What Is Callable Preferred Stock?
Callable preferred stock is a type of preferred stock in which the issuer has the right to call in or redeem the stock at a pre-set price after a defined date. Callable preferred stock terms, such as the call price, the date after which it can be called, and the call premium (if any) are all defined in the prospectus. However, callable preferred share terms laid at the time of issuance cannot be changed later.
- Callable preferred stock is a variety of preferred shares that may be redeemed by the issuer at a set value before the maturity date.
- Issuers use this type of preferred stock for financing purposes as they like the flexibility of being able to redeem it.
- Investors enjoy the benefits of preferred shares, while also usually receiving a call premium to compensate for reinvestment risk if the shares are redeemed early.
Redeemable preferred stock, also known as callable preferred stock, is a popular means of financing for large companies, combining the elements of equity and debt financing. Redeemable preferred shares trade on many public stock exchanges. These preferred shares are redeemed at the discretion of the issuing company, where the stock is effectively bought back by the company.
Callable preferred stock is routinely redeemed by corporations. This is done by sending a notice to shareholders detailing the date and conditions of the redemption. For example, on May 16, 2016, HSBC USA Inc. announced that it was redeeming its series F, G, and H floating-rate non-cumulative preferred stock, effective June 30. This means holders of the shares needed to return their shares on that day in exchange for payment of their capital, outstanding dividends and a premium, as the case may be.
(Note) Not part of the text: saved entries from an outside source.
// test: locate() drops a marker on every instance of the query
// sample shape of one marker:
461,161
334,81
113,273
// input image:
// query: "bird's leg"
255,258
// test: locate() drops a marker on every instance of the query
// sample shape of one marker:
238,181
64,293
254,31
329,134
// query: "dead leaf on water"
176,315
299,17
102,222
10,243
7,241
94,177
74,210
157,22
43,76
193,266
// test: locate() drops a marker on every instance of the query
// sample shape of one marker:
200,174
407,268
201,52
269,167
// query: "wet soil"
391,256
Benefits of Callable Preferred Stock
A callable preferred stock issue offers the flexibility to lower the issuer's cost of capital if interest rates decline or if it can issue preferred stock later at a lower dividend rate. For example, a company that has issued callable preferred stock with a 7% dividend rate will likely redeem the issue if it can then offer new preferred shares carrying a 4% dividend rate. The proceeds from the new issue can be used to redeem the 7% shares, resulting in savings for the company.
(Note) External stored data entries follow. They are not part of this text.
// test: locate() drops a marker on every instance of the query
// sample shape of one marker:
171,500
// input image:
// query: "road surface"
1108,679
Conversely, if interest rates rise after it issues the 7% preferred callable shares, the company will not redeem them and instead continue to pay the 7%. The company is protected from rising financing costs and market fluctuations.
An investor owning a callable preferred stock has the benefits of a steady return. However, if the preferred issue is called by the issuer, the investor will most likely be faced with the prospect of reinvesting the proceeds at a lower dividend or interest rate.
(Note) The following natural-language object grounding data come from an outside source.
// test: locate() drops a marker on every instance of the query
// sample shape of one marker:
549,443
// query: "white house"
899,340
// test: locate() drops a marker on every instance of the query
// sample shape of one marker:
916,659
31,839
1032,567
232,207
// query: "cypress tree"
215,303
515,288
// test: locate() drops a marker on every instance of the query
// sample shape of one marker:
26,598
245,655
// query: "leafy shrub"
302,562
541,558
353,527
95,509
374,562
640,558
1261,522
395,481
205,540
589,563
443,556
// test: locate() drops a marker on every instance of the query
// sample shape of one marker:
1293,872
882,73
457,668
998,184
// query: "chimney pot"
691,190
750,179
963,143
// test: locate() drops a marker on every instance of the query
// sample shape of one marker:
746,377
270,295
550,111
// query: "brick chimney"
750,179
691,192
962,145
To compensate for this, issuers usually pay a call premium at the redemption of the preferred issue, which compensates the investor for part of this reinvestment risk. Investors assure themselves of a guaranteed rate of return if markets drop, but they give up some of the upswing potential of common shares in exchange for greater security.
Callable vs. Retractable Preferred Shares
While callable shares may be redeemed by the issuer, retractable preferred shares are a specific type of preferred stock that lets the owner sell the share back to the issuer at a set price. Sometimes instead of cash, retractable preferred shares can be exchanged for common shares of the issuer. This may be referred to as a “soft” retraction compared with a “hard” retraction where cash is paid out to the shareholders.